Mechanical changes in carotid arteries can occur as a result of surgical intervention, device implantation, local and systemic disease progression, and tissue remodeling in response to altered hemodynamic stimuli. For example, carotid arteries from patients with dyslipidemia and type II diabetes were shown to be stiffer than paired noninjured arteries [5], which is commonly acknowledged as a predictor of increased risk of mortality [6]. Carotid artery stenting and carotid endarterectomy on the other hand, are the two most common interventions for severe carotid artery disease [7]. In either case understanding the baseline CCA mechanics can be fundamental to characterizing both healthy remodeling and undesirable pathologies [8,9].
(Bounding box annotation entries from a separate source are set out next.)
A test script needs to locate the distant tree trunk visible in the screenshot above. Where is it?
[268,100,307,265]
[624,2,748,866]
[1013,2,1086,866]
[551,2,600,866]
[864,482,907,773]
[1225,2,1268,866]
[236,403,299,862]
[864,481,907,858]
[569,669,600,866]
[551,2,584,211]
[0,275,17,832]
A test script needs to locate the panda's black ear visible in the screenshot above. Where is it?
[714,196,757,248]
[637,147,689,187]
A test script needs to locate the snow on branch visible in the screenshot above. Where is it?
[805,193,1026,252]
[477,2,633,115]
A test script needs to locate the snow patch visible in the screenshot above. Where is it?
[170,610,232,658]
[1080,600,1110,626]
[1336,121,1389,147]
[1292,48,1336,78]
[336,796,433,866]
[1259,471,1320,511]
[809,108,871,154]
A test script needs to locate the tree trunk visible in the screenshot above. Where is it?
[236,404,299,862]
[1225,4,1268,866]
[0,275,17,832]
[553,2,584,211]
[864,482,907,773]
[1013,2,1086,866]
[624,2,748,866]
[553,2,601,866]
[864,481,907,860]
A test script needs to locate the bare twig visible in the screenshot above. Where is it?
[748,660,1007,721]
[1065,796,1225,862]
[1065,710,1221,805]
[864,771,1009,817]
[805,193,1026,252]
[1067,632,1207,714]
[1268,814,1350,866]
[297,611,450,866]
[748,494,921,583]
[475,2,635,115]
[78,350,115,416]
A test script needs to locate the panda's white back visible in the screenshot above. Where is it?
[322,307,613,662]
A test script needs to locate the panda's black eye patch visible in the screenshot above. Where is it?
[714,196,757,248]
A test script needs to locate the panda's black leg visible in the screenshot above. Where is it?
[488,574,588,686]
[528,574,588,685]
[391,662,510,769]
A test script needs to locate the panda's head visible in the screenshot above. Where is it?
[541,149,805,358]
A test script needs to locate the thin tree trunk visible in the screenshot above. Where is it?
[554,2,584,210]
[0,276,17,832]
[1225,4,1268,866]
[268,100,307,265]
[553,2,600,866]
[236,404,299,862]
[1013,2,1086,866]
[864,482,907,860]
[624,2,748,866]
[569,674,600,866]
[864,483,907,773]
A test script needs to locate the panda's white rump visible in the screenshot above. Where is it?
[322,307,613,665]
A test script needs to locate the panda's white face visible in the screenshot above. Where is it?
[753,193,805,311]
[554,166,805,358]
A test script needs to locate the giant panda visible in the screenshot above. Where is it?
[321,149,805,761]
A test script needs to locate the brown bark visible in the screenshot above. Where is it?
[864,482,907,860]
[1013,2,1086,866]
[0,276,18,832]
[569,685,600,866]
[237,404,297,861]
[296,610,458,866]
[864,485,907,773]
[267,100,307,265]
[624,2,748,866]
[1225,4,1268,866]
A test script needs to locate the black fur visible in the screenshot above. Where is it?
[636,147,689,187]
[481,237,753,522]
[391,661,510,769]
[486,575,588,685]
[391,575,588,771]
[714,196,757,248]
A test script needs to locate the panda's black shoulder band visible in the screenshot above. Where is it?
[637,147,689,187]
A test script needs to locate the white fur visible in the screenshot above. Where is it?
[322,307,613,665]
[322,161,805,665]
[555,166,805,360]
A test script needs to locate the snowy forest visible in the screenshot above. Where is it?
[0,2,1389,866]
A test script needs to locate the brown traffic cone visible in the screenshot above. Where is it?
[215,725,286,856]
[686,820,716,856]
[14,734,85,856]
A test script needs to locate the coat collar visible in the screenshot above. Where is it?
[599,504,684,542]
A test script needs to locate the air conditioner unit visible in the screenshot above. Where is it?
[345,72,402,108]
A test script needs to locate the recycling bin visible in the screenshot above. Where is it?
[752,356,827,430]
Animal models are commonly used as human surrogates to test interventional devices and novel therapies. For studies involving CCA mechanics, it may be prudent to select a scalable model with specific baseline values of structural or mechanical properties under conditions of interest, and a comprehensive understanding of how animal-specific tissues behave under diverse biaxial loading scenarios are paramount to the translatability of such a study [916]. Despite this, it is not clear which CCA properties follow allometric scaling laws thereby hindering the initial screening of the diversity of potential candidates [1720].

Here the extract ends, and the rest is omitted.